The peso slumped in recent months following the central bank’s unexpected interest-rate cut in October to 4.75 percent, an easing largely attributed to the unearthing of irregularities in flood control funds and a moderating economy.
MUFG noted that government public infrastructure spending “has slowed sharply on the back of flood control project corruption cases.” The bank cited this slowdown as a major reason the peso is not benefiting from the weaker dollar.
The peso first plunged to an all-time low of ₱59.13 per dollar on Oct. 28, a level breached again on Nov. 12 when it hit its current weakest-ever point of ₱59.17 per dollar.
The currency, however, fared at a steady pace against the greenback in November, MUFG noted.
“We expect the US dollar–peso to recover modestly to the ₱58 levels in the first half of 2026 as government spending improves and capital inflows pick up on the back of a recovery in growth and foreign direct investment (FDI) inflows,” the report read.

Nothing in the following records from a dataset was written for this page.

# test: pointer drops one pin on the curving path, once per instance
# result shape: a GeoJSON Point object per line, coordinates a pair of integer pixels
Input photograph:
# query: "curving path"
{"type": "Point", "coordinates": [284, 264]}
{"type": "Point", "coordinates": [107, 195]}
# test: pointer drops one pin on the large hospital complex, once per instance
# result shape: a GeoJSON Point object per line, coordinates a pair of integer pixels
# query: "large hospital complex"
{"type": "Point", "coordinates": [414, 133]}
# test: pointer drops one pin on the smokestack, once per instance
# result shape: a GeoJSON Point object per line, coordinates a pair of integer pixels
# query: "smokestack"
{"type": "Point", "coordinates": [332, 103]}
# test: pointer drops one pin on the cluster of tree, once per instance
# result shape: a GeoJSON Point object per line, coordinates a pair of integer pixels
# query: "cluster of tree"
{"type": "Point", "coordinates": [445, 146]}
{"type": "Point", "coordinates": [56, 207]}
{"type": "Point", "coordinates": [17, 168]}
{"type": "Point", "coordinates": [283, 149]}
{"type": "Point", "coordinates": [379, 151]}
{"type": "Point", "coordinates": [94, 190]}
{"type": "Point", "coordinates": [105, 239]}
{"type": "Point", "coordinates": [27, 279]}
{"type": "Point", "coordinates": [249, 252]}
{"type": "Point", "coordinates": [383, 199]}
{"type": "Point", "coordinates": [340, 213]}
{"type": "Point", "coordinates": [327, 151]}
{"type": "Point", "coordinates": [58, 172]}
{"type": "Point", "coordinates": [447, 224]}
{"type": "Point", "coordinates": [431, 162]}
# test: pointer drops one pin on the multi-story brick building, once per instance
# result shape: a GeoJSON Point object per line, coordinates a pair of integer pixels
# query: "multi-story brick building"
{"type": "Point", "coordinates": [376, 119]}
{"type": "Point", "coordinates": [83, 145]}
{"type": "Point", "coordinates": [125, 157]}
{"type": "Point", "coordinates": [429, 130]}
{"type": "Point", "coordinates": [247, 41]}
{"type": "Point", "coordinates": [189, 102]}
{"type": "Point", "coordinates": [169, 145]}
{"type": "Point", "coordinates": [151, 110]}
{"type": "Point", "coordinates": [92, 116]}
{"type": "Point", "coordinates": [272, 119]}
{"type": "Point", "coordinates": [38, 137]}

MUFG specifically forecast the peso to strengthen to the ₱58 per dollar level in the first half of 2026, but slip slightly near the ₱59 per dollar level before the end of 2026.

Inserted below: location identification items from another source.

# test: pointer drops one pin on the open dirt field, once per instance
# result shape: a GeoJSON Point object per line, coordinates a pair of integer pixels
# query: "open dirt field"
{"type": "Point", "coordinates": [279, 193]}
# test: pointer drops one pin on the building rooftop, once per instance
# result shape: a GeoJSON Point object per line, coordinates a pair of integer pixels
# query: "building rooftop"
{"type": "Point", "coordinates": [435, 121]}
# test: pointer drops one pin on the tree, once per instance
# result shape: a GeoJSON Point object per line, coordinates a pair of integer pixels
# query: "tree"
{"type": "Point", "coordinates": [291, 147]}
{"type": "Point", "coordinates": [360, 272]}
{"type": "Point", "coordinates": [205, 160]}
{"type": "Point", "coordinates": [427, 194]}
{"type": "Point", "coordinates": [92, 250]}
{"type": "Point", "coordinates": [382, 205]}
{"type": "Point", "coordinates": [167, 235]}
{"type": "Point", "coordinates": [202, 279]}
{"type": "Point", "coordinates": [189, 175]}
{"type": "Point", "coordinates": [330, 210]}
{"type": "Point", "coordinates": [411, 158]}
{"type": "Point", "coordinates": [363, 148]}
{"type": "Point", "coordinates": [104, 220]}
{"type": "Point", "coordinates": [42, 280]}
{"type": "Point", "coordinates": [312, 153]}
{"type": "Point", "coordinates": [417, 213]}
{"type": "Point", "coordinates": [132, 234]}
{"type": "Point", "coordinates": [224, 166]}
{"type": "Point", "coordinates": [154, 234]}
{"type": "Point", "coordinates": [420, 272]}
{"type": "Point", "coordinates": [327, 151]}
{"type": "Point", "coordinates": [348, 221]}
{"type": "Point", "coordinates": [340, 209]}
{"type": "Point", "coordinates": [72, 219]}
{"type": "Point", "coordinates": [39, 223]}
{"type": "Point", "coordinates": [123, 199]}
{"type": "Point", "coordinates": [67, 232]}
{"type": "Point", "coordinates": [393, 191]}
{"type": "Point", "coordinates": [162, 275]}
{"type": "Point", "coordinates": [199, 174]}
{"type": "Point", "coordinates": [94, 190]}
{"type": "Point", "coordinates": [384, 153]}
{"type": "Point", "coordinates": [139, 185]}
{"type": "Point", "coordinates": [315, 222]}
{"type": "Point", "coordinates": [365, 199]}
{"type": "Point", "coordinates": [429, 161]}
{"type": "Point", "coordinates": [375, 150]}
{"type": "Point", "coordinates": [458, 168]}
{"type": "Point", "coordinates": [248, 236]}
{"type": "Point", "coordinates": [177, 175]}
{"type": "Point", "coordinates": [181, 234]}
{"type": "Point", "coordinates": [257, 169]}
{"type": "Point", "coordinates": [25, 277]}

The Japanese bank pointed to several factors that could boost the peso, including “the strong momentum in the renewable energy sector, a robust pipeline of private investment commitments, and support for domestic demand from the lagged impact of lower inflation and rates.”
Since February, when inflation reached 2.1 percent, it has remained below the lower bound of the two percent to four percent target range. The inflation-targeting monetary policy easing has also led to a cumulative 175 basis points (bps) reduction in the key interest rate.
The report added the peso could get further support from recent US tariff exemptions for Philippine agricultural exports such as coconuts, which make up about six percent of the country’s exports to the US.
“Softer growth, uncertain fiscal impulse, and the continued negative output gap we forecast in the Philippines imply the BSP is likely to remain dovish moving forward,” MUFG said. The country’s gross domestic product (GDP) growth slowed sharply to four percent in the third quarter of 2025, the slowest quarterly expansion in four and a half years.
MUFG expects the policy-setting Monetary Board (MB) to further reduce key borrowing costs by a quarter of a percentage point, “and we see the risk tilted towards more cuts.”
If the MB moves at this pace, the current rate could be brought down to at least 4.25 percent.